Part Three, Inheritance: Sea Change
His long, youthful fingers were a grace against the strings of the Goya acoustic he held. The song was a heavy one. He began to sing then, and as Wil listened she could imagine that the perfect voice of this young man had held other songs, and maybe even other languages in its grasp. He had such a way with the music, a feeling of words that only came with age. She knew, for she had seen a like glint in the eyes of her parents, seen it in the milky gaze of the elderly on the streets. But his eyes... those deep, impossibly warm eyes what sparkled with wit and the frosted, wiemeraner brown of horehound candies, they held something dark. Something dark and... golden. The refrain drifted up again, and sighing in wonder Wil allowed herself to focus on it, to truly hear the words as if for the first time.

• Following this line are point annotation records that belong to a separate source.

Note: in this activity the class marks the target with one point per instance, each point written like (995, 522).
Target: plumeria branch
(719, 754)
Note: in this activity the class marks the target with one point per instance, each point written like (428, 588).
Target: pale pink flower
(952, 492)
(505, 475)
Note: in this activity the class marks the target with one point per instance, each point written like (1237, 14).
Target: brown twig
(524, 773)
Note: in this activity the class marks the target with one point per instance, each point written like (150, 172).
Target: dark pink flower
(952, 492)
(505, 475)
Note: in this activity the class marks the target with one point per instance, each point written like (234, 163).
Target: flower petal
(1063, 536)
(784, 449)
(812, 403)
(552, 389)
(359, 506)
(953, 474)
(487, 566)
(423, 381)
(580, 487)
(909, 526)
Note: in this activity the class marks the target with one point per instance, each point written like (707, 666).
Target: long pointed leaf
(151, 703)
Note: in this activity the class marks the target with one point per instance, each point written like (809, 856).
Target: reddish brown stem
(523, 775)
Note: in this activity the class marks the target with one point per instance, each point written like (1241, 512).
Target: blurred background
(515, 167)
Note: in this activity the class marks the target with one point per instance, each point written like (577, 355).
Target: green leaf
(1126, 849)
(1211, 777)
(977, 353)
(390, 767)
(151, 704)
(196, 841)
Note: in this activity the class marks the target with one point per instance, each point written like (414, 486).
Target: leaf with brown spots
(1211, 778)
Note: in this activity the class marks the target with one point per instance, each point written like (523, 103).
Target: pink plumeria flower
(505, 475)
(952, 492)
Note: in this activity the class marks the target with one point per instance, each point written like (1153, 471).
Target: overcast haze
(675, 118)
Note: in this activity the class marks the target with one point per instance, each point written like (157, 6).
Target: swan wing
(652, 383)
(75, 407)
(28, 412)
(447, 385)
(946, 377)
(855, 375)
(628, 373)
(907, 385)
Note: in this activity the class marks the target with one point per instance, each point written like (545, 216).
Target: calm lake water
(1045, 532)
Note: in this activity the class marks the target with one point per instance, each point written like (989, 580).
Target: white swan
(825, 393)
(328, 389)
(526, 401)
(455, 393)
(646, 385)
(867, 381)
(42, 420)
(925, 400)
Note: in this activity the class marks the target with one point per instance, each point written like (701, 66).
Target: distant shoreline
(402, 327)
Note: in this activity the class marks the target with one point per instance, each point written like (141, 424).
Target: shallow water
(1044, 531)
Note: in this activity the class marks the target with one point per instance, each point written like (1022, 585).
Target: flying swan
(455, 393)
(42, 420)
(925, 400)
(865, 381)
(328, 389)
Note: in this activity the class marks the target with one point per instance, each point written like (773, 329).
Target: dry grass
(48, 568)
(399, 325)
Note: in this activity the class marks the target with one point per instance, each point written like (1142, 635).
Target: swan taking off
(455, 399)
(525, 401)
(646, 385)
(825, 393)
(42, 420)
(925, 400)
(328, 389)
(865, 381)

“Sagt wo sind die Veilchen hin?
Die so freudig glänzten
Und der Blumen Königin
Ihren Weg bekränzten?
Jüngling ach! Der Lenz entflieht,
Diese Veilchen sind verblüht!
Sagt wo sind die Rosen hin?
Die wir singend pflückten,
Als sich Hirt und Schäferin
Hut und Busen schmückten?
Mädchen ach! Der Sommer flieht,
Jene Rosen sind verblüht!
Führe denn zum Bächlein mich,
Das die Veilchen tränkte;
Das mit leisem Murmeln sich
In die Täler senkte.
Luft und Sonne glühten sehr,
“Jenes Bächlein ist nicht mehr!
Soon she would find him on his corner, the guitarist with the magick hands. She rounded the corner, feeling the ancient cobbles resounding under her feet as she imagined what he would say when she presented her gift to him. She didn’t know why she had chosen to bestow her collection of antiquated German coins on the stranger, only that it seemed to fit into some puzzle. He and those coins, both. Maybe even Wil herself, since she had felt so compelled to give them, her last memento of childhood. Well, she thought as she slipped past a tall American in a black suit and wormed her way through the rest of the gathering crowd, heading toward the young musician, at least I’ll have an audience. But it was only him she cared about, only him she saw as she weaved in and out of the throng. She could never have imagined ten days ago that a simple glance could have instilled so much... self-reliance. Now, remembering that first look, she found she had the will to do better, the drive, the first real chance to overcome some of her fears. In her anxiety to reach him, her shiny shoes snagged on the old pavers, and she ground into the dust and mud of the street, just short of his naked toes.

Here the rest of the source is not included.